By Marcel Honoré, The Desert Sun
Sacramento lawmakers took a step closer this week toward helping thousands of east valley residents living in areas with potentially unsafe levels of arsenic in the groundwater.
The state Assembly on Tuesday gave its final nod toward AB 2515, which would require the state's health department to create emergency regulations for so-called “point-of-use” filters.
The filters, which cost $135 to $300 each and resemble a more advanced kind of tap-water purifier, were presented last fall as an effective, short-term solution for the mobile home units on arsenic-tinged east valley parks.
“This has been an important issue for the eastside ... but also for the state of California,” said Assemblyman V. Manuel Pérez, a Coachella Democrat who authored the bill.
Mobile home park owners and residents presently are not permitted to install the filters because the regulations aren't in place, and without the bill, it would take the health department four years to enact them, Pérez said Wednesday.
“Our communities cannot wait that long,” he added.
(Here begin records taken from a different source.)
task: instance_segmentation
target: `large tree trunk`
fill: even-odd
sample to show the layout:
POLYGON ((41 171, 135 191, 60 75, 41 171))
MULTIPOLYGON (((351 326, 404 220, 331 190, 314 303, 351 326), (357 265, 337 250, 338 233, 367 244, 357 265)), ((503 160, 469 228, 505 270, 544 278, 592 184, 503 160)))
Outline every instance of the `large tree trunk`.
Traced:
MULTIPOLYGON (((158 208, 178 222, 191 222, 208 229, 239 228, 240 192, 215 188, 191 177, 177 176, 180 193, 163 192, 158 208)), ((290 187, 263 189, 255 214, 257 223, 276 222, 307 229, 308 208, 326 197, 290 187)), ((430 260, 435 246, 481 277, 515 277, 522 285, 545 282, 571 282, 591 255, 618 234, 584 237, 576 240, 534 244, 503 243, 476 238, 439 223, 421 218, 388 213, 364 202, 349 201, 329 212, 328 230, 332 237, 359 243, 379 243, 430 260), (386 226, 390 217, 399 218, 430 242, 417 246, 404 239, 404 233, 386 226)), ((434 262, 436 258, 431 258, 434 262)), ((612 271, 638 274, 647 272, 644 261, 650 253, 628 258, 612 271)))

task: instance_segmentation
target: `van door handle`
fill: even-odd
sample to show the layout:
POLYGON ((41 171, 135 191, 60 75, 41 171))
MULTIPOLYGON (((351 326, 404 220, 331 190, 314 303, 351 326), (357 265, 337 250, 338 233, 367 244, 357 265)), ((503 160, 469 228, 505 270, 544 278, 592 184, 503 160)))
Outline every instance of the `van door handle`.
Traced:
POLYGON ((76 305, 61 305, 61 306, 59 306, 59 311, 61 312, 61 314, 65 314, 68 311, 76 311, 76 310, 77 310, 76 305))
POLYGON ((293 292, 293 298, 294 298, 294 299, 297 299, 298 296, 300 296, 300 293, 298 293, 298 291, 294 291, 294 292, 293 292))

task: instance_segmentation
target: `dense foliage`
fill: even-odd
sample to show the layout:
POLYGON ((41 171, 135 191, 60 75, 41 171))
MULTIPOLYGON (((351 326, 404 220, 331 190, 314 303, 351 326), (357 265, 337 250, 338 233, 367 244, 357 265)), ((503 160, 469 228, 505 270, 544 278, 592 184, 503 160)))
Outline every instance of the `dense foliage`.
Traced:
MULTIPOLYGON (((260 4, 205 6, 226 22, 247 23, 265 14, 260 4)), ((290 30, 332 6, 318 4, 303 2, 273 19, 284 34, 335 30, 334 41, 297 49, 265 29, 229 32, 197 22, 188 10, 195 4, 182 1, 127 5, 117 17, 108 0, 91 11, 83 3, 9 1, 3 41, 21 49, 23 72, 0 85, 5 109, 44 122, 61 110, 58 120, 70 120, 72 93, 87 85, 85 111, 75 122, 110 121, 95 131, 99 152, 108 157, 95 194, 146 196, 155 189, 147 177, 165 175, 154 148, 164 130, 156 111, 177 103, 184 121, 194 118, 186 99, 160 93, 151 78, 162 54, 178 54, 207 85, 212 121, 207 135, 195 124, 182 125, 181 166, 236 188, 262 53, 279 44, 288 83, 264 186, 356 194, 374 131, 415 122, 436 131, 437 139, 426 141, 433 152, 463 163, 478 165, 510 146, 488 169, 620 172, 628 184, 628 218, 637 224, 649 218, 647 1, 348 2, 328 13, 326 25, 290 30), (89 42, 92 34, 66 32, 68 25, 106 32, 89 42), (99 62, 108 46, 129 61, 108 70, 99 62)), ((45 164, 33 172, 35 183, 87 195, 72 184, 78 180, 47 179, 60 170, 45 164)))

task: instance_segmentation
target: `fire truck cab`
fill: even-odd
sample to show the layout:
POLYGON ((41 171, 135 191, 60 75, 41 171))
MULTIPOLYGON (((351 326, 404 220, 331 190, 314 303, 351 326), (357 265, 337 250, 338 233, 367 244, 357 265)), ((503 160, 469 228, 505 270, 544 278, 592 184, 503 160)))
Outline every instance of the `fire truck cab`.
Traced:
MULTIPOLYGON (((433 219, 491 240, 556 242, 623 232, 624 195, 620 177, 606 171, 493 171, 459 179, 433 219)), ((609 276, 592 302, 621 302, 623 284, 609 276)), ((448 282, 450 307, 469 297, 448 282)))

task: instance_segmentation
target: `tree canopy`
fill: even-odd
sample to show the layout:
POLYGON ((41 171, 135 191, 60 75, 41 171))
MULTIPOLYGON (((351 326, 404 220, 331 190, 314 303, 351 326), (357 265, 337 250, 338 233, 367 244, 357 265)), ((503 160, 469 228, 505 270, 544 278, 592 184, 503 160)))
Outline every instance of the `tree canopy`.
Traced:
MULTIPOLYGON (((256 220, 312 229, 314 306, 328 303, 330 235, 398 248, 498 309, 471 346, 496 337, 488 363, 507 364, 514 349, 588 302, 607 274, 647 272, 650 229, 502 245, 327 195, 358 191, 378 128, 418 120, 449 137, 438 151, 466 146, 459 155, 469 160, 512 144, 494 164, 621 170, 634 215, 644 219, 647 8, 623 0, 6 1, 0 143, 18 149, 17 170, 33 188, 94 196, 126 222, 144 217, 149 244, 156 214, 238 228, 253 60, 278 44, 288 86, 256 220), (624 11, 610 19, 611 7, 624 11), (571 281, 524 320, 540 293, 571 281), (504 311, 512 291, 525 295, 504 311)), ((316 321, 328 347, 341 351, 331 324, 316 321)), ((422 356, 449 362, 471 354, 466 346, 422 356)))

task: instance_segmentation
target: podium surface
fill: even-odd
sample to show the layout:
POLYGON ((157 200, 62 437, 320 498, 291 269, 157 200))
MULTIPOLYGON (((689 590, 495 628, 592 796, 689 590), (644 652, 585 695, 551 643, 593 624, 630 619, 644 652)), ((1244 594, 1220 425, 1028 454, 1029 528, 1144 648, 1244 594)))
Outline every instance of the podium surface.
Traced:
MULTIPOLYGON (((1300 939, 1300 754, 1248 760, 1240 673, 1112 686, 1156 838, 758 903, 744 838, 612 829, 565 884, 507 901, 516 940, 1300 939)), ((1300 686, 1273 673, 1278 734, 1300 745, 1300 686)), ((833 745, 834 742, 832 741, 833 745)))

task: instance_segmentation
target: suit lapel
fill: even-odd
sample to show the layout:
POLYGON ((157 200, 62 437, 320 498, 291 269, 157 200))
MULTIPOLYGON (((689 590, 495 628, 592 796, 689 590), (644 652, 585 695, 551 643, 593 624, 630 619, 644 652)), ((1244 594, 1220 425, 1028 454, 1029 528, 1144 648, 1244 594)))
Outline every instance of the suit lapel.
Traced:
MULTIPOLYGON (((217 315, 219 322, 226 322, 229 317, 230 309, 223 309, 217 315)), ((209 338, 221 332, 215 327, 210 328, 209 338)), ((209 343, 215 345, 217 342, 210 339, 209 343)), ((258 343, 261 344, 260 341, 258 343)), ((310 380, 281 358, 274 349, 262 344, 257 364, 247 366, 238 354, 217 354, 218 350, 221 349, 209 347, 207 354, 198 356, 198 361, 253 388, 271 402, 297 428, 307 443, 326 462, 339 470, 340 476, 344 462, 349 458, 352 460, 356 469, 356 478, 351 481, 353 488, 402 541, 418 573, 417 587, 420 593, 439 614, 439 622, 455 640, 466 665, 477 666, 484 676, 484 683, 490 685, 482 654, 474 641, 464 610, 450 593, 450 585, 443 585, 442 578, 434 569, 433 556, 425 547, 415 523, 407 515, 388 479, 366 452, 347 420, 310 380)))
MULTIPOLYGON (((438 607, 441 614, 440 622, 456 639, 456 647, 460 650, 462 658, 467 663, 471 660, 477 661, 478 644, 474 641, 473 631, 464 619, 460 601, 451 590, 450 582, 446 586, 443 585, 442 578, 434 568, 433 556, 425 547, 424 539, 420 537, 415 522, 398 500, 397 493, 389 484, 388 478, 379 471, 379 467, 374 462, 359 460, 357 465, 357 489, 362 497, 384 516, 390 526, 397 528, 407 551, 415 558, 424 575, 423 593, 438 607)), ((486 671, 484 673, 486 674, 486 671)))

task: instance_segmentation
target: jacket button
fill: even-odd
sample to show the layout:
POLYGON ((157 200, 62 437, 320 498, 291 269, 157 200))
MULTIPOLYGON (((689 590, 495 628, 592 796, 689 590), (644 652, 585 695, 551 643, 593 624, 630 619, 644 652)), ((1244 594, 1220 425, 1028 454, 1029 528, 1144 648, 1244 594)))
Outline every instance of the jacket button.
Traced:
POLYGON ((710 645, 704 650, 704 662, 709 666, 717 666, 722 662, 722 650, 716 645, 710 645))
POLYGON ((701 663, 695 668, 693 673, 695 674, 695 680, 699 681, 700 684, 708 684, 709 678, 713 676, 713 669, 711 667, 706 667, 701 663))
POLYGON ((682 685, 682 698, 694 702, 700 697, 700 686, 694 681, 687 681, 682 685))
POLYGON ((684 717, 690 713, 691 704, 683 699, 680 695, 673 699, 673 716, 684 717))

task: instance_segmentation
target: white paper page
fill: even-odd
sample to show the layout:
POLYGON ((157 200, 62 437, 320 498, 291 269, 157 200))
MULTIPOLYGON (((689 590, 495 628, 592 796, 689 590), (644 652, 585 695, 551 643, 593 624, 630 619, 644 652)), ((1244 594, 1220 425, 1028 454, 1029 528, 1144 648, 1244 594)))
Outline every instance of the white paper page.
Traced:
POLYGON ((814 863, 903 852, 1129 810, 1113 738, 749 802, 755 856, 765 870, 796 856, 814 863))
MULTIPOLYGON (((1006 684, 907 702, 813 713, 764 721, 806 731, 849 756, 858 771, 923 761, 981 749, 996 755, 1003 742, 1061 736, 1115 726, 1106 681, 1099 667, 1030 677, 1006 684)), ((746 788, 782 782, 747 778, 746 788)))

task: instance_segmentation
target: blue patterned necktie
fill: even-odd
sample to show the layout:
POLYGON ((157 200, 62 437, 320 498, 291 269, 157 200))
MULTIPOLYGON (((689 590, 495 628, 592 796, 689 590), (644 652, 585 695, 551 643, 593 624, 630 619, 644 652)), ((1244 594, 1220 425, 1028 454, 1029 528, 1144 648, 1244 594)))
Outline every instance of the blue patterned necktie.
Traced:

The bill also authorizes the health department to make state safe-drinking water grant funds available to buy the filters.
It now moves to Gov. Arnold Schwarzenegger, who has until Sept. 30 to either veto or sign the bill into law, Pérez said.
“We're happy that it passed,” said Anna Vargas, program director for Coachella-based Poder Popular of the Coachella Valley, a nonprofit group that does advocacy work for about a dozen east valley mobile home parks.
“We hope that we can work in the future to implement (the filters) and the community takes advantage,” Vargas said.
A Desert Sun report published in January found thousands of east valley residents lived at mobile home parks with wells that had recently tested positive for dangerous levels of naturally occurring arsenic, ranging from 12 to 91 parts per billion in the groundwater.
Studies have linked arsenic, a naturally occurring tasteless and odorless element, to risks of cancer when ingested over decades at levels of more than 10 parts per billion, according to state and federal health officials. Children are even more susceptible.
“It's been a problem for a while, but we're happy in the last year or two there's been a lot of momentum” to fix the problem, Vargas said Wednesday. “In some cases residents didn't even know what they were drinking.”
The long-term fix proposed by local officials is a pipeline that would connect many east valley parks — roughly from Vista Santa Rosa to Mecca — to safe, treated water.
Such a pipeline, estimated to cost some $22 million, is years away. However, $500,000 in state water bond and federal funds has been allocated for the Coachella Valley Water District to do a feasibility study to make the project a reality, Pérez said.